# Detect a cellphone with in a range



## PVR (Nov 17, 2020)

Is there any technology to automatically detect a cell phone in a range of 3 to 5 M proximity


----------



## cwwozniak (Nov 29, 2005)

Hi, PVR and welcome to TSG.

Yes, there are commercial products available that will detect turned on cell phones within a small radius of the device. They are typically used in places like prisons where cell phones are not permitted. A Google search for *cell phone detector* will give a list of available products.

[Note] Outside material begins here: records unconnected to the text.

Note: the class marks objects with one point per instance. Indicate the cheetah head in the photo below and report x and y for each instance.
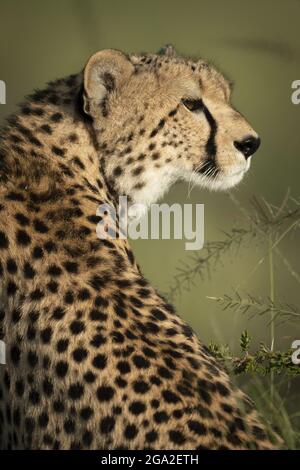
(159, 118)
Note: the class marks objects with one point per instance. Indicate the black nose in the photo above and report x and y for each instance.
(247, 146)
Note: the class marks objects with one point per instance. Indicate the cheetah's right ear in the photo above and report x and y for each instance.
(104, 72)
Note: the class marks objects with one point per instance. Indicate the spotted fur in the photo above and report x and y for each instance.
(96, 358)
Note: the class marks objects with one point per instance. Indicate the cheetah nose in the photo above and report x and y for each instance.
(248, 145)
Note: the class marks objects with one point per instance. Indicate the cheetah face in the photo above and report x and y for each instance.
(160, 118)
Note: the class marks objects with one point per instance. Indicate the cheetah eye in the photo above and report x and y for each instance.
(193, 105)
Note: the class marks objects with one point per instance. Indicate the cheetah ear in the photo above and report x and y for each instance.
(104, 72)
(168, 50)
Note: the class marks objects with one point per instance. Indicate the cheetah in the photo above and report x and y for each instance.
(96, 358)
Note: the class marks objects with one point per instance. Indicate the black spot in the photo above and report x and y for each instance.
(47, 387)
(34, 397)
(140, 386)
(28, 270)
(80, 354)
(22, 238)
(107, 424)
(69, 426)
(54, 270)
(37, 252)
(62, 345)
(130, 432)
(86, 413)
(160, 417)
(46, 335)
(22, 219)
(58, 151)
(32, 359)
(170, 397)
(137, 407)
(75, 391)
(177, 437)
(140, 362)
(58, 313)
(61, 369)
(77, 327)
(39, 226)
(105, 393)
(58, 406)
(3, 240)
(56, 117)
(197, 428)
(71, 266)
(11, 288)
(43, 420)
(37, 294)
(89, 377)
(123, 367)
(11, 266)
(100, 361)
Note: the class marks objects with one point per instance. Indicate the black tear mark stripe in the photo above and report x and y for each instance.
(210, 166)
(211, 148)
(162, 123)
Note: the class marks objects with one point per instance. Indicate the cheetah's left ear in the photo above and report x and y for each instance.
(168, 50)
(104, 72)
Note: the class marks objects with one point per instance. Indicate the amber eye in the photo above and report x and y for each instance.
(193, 105)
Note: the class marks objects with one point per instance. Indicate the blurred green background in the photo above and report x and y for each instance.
(256, 44)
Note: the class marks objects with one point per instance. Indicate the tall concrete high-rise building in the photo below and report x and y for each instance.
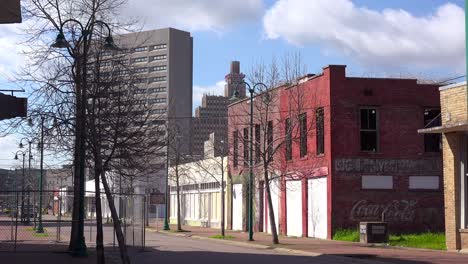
(163, 60)
(211, 116)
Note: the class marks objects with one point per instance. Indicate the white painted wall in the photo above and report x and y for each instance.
(237, 207)
(274, 187)
(294, 208)
(317, 208)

It is also possible to train some dogs to sniff out chemicals used in electronic devices including cell phones.


----------



## zx10guy (Mar 30, 2008)

What's the goal of this?

As Chuck mentioned, there are solutions for this depending on what you're trying to do. May retailers do this along with Casinos. The solutions I'm familiar with involve WiFi or Bluetooth. The assumption is that the phone will have either of these turned on. There are specific Bluetooth sensors that are deployed to facilitate IoT deployments. Depending on the WiFi access point, it'll either do WiFi or both. Layered onto these devices is specific software that uses triangulation methodologies to do a geo location of the device. The more of these infrastructure devices are in place in a given area, the more accurate the geo location.

A use case is with Casinos. They use the fingerprint of VIP customer's mobile devices to tailor the experience of said customer. When the customer enters the building, an alert is sent out where someone from the hospitality group will meet the customer at the location they entered. From there, they're given the red carpet treatment.

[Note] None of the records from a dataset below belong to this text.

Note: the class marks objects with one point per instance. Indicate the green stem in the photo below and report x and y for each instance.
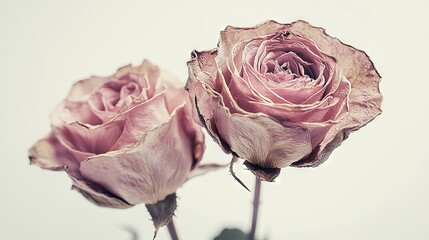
(172, 230)
(256, 198)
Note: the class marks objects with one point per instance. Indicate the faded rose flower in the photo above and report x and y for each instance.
(124, 139)
(281, 95)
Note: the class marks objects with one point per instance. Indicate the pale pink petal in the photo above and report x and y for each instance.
(199, 86)
(365, 97)
(97, 194)
(261, 140)
(148, 172)
(81, 91)
(49, 153)
(87, 140)
(233, 35)
(141, 119)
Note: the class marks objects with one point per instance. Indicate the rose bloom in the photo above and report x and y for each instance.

Retailers use this technology to gather information on what products you're browsing based on where you are in the store. Targeted coupons or ads can be sent down to the mobile device based on this.


----------



## PVR (Nov 17, 2020)

cwwozniak said:


> Hi, PVR and welcome to TSG.
> 
> Yes, there are commercial products available that will detect turned on cell phones within a small radius of the device. They are typically used in places like prisons where cell phones are not permitted. A Google search for *cell phone detector* will give a list of available products.
> 
> It is also possible to train some dogs to sniff out chemicals used in electronic devices including cell phones.

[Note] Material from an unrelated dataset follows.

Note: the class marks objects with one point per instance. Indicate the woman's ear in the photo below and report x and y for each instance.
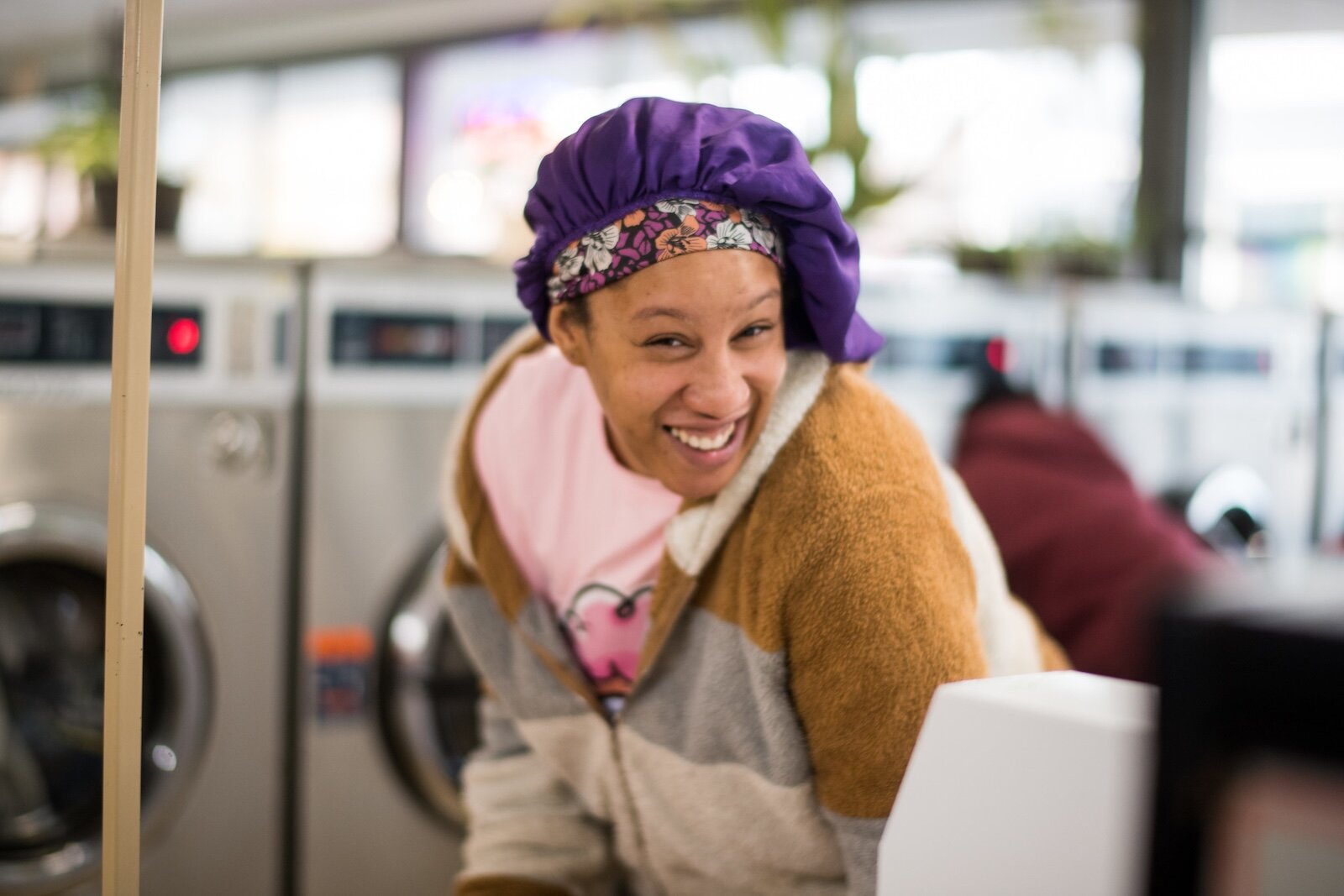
(568, 335)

Thank you so very much chuck ..yes I did find similar product...


----------



## PVR (Nov 17, 2020)

zx10guy said:


> What's the goal of this?
> 
> As Chuck mentioned, there are solutions for this depending on what you're trying to do. May retailers do this along with Casinos. The solutions I'm familiar with involve WiFi or Bluetooth. The assumption is that the phone will have either of these turned on. There are specific Bluetooth sensors that are deployed to facilitate IoT deployments. Depending on the WiFi access point, it'll either do WiFi or both. Layered onto these devices is specific software that uses triangulation methodologies to do a geo location of the device. The more of these infrastructure devices are in place in a given area, the more accurate the geo location.
> 
> ...


Hey thanks for your response and appreciate it very much. Was quite well put I should say....


----------



## cwwozniak (Nov 29, 2005)

You're Welcome.


----------



## PVR (Nov 17, 2020)

PVR said:


> Hey thanks for your response and appreciate it very much. Was quite well put I should say....


Hi I was planning on developing an attendance system for school purely based on their carrying phone on the person ..
Does it work to pick each unique phone identity in such a scenario...pl advice also any better way of communicating one on one to explain more in detail..I am kind of new here .
Thanks a lot in advance


----------



## cwwozniak (Nov 29, 2005)

I believe the types of devices I previously mentioned only detect the presence of a device operating on cell phone frequencies but do not attempt to identify a unique device. Reading and deciphering the data communications between a phone and a cell tower to identify a unique cell phone may be very difficult if not impossible or illegal.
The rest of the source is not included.